Here’s a fact to keep in mind as Fourth of July decorations go up this year: Americans don’t love America more around American flags — but they do snub other countries, indulging in some violent thoughts along the way.
A series of psychological studies conducted in 1998 and 2004 (notably before and after the 9/11 attacks found that Americans exposed to the American flag tend to become more nationalist — they tend to support the idea that America is superior to other countries. It’s not that looking at a flag makes Americans more patriotic so much as reminding the onlooker of American power and dominance.
The research method here is straightforward, but also limited in some important ways: 127 college students complete detailed, well-established psychological questionnaires designed to measure patriotism, authoritarianism, and other traits. Make sure half of them complete the study in view of the stars and bars, and half without seeing them.
Again and again, students who were sitting in a room with an American flag offered more nationalist responses: The United States is better than others, more powerful, militarily victorious, superior in technology. Men turned out to be more susceptible to the effect than women, while women turned out to be more generally patriotic — the flag didn’t shift their patriotism. The authors note that their sample size was too limited to tease out major differences between racial groups, and of course the fact that all the subjects were college-age was a limiting factor.
All this suggests the American flag has the power to be a dangerous symbol, the authors write, motivating Americans toward a kind of us-versus-them thinking and national arrogance that can be the first step in gearing people up for violence.
“It appears,” the authors write, “that self-described patriotism does not guard against a potentially more perilous nationalism lurking underneath.”

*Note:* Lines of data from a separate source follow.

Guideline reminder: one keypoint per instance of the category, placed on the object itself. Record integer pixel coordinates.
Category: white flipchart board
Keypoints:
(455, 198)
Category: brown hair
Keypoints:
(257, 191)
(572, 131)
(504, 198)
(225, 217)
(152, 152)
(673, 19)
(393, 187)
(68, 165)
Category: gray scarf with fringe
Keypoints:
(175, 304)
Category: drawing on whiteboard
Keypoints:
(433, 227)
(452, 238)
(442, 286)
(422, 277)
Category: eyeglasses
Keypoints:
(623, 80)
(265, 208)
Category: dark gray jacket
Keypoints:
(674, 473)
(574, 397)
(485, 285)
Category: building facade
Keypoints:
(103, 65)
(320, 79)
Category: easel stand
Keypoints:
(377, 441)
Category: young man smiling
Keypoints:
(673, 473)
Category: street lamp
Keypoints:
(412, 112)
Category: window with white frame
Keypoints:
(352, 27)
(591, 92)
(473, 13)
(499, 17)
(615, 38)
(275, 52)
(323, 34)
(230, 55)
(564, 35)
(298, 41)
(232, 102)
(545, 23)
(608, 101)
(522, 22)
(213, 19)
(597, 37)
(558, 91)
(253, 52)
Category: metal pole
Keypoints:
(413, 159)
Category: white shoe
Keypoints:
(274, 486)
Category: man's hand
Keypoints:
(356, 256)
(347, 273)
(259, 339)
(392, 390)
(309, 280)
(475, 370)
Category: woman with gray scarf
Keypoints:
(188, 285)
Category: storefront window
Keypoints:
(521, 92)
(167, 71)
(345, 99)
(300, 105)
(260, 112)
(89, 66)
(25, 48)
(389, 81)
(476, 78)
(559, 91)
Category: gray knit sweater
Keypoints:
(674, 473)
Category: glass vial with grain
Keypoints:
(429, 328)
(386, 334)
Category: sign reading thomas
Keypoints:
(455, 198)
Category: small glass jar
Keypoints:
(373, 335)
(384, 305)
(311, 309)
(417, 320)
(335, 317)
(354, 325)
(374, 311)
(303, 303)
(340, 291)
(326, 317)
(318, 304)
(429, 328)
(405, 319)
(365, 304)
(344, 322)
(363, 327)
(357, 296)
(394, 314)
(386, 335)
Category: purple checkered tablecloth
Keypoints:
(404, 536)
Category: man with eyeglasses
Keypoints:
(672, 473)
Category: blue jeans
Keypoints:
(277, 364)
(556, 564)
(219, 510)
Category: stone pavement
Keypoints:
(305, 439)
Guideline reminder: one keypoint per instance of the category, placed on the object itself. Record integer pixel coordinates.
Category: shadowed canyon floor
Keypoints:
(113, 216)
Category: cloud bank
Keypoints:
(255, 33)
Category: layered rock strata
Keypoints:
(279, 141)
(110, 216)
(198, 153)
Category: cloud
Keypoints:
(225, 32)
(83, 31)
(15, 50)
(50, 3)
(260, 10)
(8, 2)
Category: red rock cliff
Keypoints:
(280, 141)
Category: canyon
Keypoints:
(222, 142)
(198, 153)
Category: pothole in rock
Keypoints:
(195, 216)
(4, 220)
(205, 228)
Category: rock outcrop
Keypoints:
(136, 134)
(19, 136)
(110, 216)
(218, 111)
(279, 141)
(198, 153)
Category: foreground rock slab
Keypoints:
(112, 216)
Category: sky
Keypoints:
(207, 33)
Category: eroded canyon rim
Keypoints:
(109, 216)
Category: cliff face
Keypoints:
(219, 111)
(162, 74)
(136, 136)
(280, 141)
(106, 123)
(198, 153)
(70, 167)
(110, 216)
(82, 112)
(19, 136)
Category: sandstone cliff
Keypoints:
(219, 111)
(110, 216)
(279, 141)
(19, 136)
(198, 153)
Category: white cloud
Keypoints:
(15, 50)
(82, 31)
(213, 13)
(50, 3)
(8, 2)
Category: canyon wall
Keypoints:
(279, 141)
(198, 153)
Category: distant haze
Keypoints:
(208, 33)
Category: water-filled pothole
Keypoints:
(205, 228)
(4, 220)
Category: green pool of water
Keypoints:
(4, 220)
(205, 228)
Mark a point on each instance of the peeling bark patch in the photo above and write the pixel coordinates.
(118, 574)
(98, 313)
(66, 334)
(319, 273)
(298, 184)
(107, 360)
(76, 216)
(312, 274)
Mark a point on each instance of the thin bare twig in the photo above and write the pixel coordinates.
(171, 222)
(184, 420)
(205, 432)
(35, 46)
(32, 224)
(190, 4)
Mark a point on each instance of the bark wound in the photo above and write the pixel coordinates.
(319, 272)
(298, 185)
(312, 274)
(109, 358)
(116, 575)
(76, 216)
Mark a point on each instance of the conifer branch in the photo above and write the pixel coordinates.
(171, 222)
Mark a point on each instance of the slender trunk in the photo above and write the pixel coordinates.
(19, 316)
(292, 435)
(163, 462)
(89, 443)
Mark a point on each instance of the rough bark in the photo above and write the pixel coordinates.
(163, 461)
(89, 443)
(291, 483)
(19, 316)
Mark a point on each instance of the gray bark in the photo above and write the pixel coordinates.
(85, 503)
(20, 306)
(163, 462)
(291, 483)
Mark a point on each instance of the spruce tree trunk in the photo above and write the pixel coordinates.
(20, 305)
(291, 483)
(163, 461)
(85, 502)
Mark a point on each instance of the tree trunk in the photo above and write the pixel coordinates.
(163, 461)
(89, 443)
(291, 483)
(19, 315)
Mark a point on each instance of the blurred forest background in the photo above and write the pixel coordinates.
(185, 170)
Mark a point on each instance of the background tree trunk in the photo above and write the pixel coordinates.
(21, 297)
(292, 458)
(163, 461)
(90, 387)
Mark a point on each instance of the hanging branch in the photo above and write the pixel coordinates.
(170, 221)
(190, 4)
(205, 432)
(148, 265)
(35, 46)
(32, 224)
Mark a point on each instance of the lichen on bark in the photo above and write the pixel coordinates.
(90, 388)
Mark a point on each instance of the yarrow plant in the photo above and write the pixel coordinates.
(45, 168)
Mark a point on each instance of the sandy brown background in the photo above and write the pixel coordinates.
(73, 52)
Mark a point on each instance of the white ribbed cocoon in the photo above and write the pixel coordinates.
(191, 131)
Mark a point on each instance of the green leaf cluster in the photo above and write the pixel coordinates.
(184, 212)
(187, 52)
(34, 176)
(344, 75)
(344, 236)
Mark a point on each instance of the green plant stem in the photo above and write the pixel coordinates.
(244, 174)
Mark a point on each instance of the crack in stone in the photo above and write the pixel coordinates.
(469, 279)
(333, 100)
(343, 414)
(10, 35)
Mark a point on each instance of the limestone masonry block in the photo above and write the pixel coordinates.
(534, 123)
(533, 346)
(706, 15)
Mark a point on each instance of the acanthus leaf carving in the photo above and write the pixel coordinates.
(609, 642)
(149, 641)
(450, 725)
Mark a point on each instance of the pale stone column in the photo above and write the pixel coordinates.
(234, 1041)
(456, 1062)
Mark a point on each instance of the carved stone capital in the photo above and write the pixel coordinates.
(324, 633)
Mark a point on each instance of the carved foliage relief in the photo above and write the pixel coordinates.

Photos via Giphy, Unsplash / Melissa Newkirk
Abstract: The American flag is a frequently displayed national symbol in the United States. Given its high visibility and importance, the present research examines the consequences of exposure to the flag on Americans’ sense of national attachment. We hypothesized that the flag would increase patriotism, defined as love and commitment to one’s country, and nationalism, defined as a sense of superiority over others. Two experimental studies supported the idea that the American flag increased nationalism, but not necessarily patriotism. The discussion focuses on the practices surrounding the American flag and its implications for the reproduction of American national identity.